この研究の代表はマートンの「アノミー理論」で、何らかの社会構造が特定の圧力を一部の人々に加えて逸脱行動を選択させていると考えます。

そして機能主義的見地から圧力の発生はその社会の文化的目標を目標達成に利用できる制度的手段との間に矛盾があることで発生すると論じています。

統制理論

統制理論は、他者と社会とのつながりが弱いから逸脱するという理論です。

文化学習理論

文化学習理論は、犯罪などは下位集団文化の中で学習され次世代へと伝承されるとする理論です。

ラベリング理論

社会集団は「これを犯せば逸脱となるような規則」を設け、それを特定の人々に適用し、彼らにアウトサイダーのレッテルを張る事で逸脱を生み出します。

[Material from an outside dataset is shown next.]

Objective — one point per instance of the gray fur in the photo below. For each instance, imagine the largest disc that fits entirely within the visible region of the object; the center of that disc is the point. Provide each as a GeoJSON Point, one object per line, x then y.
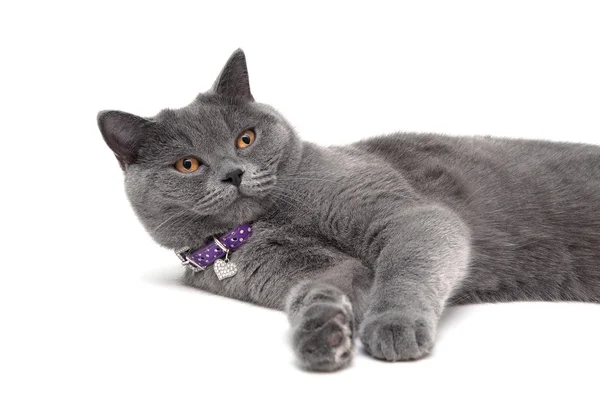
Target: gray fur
{"type": "Point", "coordinates": [379, 235]}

つまり、逸脱が先にあるのではなく、レッテル貼りが逸脱を生み出します。

コンフリクト理論

資本主義社会における生産関係の矛盾から派生してくるものが社会的逸脱であるとする理論です。

過去問

第29回 問題21

ラベリング理論の説明として、正しいものを1つ選びなさい。
1 機能主義的な立場から順機能・逆機能、顕在的機能・潜在的機能といった概念を導入しつつ、逸脱や逸脱行動を説明する立場である。
2 地域社会にある文化摩擦に着目し、社会解体がその地域の犯罪などを生み出すとみる立場である。
3 資本主義社会における生産関係の矛盾から派生してくるものが社会的逸脱であるとみる立場である。
4 周囲の人々や社会統制機関などが、ある人々の行為やその人々に対してレッテルを貼ることによって、逸脱は作り出されるとみる立場である。
5 犯罪や非行などの社会問題は、下位集団文化の中で学習され、その文化を通じて世代から世代へと伝承されていくとみる立場である。

1 機能主義的な立場から順機能・逆機能、顕在的機能・潜在的機能といった概念を導入しつつ、逸脱や逸脱行動を説明する立場である。
これは社会緊張理論の説明です。
機能主義的立場というのがキーワードです。

2 地域社会にある文化摩擦に着目し、社会解体がその地域の犯罪などを生み出すとみる立場である。
これは社会解体論の説明です。

3 資本主義社会における生産関係の矛盾から派生してくるものが社会的逸脱であるとみる立場である。
これはコンフリクト理論の説明です。

4 周囲の人々や社会統制機関などが、ある人々の行為やその人々に対してレッテルを貼ることによって、逸脱は作り出されるとみる立場である。
これが正解です。

5 犯罪や非行などの社会問題は、下位集団文化の中で学習され、その文化を通じて世代から世代へと伝承されていくとみる立場である。
これは文化学習理論の説明です。